Illustration photo shows a "to let" sign in front of a building. Rents in Luxembourg rose 2-6% from 2019 to 2020
Planned legislative changes to prevent accommodation rents from spiralling out of control risk making the problem worse, Luxembourg’s business lobby group has said.
Bill 7642 is based on three pillars: to reduce the maximum amount of rental guarantee from three to two months’ rent equivalent, share the burden of the agency commission fee between owner and tenant, and reclassify a fixed-term lease contract into an open-ended contract in case of extension.
The chamber of commerce wrote in a statement issued on Tuesday that it feared the proposed measures would have “an opposite effect to that sought by the authors of the text […] in a real estate market where the supply of housing cannot keep up with the increase in demand, these provisions aiming at facilitating access to rental housing risk in the end feeding the upward spiral of real estate prices.”
It calls for further action on combating the short supply of housing and suggests a longer transition period before the new provisions enter into force to allow landlords, real estate agents and tenants time “to familiarise themselves with these new provisions, to train their personnel if necessary and to adapt their practice and their models of contracts to the new requirements.”
Residential rents on flats rose on average 6% while those on houses jumped 2% from 2019 to 2020, a report issued by housing platform Athome found.

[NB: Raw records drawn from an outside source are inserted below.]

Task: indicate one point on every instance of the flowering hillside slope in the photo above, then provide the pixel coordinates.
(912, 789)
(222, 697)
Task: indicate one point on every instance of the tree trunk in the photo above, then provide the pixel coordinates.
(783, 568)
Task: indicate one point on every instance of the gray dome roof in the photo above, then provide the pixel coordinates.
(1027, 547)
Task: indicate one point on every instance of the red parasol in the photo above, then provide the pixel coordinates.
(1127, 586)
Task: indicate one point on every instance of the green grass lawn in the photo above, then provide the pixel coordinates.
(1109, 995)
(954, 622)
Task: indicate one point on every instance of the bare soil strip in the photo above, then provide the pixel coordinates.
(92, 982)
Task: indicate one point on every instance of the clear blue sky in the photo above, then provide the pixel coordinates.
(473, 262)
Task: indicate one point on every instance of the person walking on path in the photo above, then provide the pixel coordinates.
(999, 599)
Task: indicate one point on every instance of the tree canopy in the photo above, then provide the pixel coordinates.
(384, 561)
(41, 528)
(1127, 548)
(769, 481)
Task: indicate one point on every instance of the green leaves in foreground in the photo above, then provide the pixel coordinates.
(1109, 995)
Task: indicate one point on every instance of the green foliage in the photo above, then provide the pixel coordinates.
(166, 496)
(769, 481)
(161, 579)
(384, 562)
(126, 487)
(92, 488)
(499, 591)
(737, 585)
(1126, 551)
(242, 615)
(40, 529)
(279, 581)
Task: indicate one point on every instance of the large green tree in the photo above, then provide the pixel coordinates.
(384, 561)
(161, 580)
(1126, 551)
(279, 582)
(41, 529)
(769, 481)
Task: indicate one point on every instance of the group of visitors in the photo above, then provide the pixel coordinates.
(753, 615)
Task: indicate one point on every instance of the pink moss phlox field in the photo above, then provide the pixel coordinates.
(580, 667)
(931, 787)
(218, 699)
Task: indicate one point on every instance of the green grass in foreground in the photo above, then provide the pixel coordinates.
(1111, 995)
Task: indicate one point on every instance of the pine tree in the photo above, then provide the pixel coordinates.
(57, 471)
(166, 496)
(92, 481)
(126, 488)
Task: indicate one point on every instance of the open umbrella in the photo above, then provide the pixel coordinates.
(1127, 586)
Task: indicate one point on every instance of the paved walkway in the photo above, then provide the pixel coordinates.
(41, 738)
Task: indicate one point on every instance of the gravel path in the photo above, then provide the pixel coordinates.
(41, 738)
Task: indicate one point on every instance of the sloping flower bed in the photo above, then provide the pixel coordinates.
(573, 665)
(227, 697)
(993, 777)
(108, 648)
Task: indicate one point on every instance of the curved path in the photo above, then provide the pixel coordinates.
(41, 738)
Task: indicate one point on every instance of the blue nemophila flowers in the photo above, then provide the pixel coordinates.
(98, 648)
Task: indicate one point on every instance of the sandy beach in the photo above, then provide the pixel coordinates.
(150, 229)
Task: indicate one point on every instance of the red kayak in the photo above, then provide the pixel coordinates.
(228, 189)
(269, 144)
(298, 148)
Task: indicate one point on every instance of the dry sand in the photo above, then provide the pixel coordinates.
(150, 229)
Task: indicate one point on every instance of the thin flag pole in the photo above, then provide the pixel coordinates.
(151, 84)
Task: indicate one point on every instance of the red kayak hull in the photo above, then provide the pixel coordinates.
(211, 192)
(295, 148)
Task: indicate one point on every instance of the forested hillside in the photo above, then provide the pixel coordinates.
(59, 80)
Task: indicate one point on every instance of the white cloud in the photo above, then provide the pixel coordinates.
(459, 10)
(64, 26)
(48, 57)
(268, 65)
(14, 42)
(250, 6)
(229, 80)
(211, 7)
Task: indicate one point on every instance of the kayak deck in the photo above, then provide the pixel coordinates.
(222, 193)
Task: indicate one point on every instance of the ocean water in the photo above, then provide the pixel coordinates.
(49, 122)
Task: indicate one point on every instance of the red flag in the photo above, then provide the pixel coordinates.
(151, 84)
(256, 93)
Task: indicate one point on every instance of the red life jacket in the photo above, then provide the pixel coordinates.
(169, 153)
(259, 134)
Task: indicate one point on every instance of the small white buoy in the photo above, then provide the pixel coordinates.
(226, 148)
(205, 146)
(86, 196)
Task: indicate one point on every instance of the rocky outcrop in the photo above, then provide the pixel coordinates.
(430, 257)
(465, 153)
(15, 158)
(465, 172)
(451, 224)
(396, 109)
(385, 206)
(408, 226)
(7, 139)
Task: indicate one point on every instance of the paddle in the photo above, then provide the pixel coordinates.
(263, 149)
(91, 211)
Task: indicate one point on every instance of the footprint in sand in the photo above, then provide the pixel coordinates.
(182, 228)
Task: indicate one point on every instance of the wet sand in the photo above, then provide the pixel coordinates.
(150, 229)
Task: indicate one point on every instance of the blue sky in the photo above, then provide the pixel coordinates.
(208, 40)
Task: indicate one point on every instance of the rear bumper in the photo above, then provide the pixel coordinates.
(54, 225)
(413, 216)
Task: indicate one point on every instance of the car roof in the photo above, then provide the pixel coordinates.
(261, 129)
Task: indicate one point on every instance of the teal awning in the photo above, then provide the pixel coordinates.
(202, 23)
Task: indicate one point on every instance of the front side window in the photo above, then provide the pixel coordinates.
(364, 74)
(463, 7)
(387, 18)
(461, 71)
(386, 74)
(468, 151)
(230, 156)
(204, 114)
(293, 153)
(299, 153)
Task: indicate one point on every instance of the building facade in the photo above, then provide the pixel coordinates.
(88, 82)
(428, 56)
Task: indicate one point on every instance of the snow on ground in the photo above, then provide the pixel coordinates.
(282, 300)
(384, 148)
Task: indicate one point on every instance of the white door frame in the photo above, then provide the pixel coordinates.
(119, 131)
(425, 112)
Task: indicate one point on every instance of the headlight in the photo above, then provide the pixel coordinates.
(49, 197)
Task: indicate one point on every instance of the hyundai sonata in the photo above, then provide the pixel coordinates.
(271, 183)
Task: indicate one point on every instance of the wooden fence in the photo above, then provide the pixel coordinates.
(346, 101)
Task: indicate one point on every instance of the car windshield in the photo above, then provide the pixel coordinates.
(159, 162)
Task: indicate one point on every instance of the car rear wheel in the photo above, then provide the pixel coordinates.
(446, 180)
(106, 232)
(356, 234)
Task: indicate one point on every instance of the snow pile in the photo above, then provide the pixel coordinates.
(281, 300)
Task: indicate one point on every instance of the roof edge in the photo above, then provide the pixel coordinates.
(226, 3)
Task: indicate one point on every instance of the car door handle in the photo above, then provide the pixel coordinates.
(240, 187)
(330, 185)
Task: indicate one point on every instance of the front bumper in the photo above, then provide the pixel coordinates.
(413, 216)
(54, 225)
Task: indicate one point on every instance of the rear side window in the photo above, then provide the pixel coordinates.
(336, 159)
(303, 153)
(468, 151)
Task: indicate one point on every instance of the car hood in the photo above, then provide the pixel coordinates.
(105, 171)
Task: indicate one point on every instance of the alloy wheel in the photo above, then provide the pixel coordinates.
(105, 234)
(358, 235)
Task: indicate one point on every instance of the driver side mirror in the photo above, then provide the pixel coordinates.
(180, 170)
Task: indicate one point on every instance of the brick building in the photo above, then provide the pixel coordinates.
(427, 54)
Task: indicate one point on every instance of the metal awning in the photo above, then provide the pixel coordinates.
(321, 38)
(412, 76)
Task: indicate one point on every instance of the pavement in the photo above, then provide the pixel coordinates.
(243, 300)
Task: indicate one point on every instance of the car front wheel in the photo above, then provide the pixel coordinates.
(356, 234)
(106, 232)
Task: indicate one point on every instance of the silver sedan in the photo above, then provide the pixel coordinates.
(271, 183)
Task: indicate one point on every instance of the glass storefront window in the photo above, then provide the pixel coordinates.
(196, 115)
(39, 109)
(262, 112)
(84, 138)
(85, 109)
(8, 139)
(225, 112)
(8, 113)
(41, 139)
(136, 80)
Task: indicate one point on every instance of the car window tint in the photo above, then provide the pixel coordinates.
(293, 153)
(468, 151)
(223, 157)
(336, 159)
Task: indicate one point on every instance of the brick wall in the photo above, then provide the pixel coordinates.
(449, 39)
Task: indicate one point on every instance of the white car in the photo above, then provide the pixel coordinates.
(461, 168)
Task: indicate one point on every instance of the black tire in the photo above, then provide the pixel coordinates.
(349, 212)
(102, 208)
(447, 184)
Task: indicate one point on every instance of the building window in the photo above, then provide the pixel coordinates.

Nationally, a person taking out a new lease could expect to pay on average €1,616 per month for a flat, or €2,963 to rent a house.
With rents rising out of step with salaries, Luxembourg’s housing observatory found in 2018 that of the lowest 20% of earners, six out of ten households were spending more than 40% of their income on rent. Mieterschutz, a tenants’ rights association, warned in 2020 that today middle-income households are being priced out forcing people to live in overcrowded accommodation.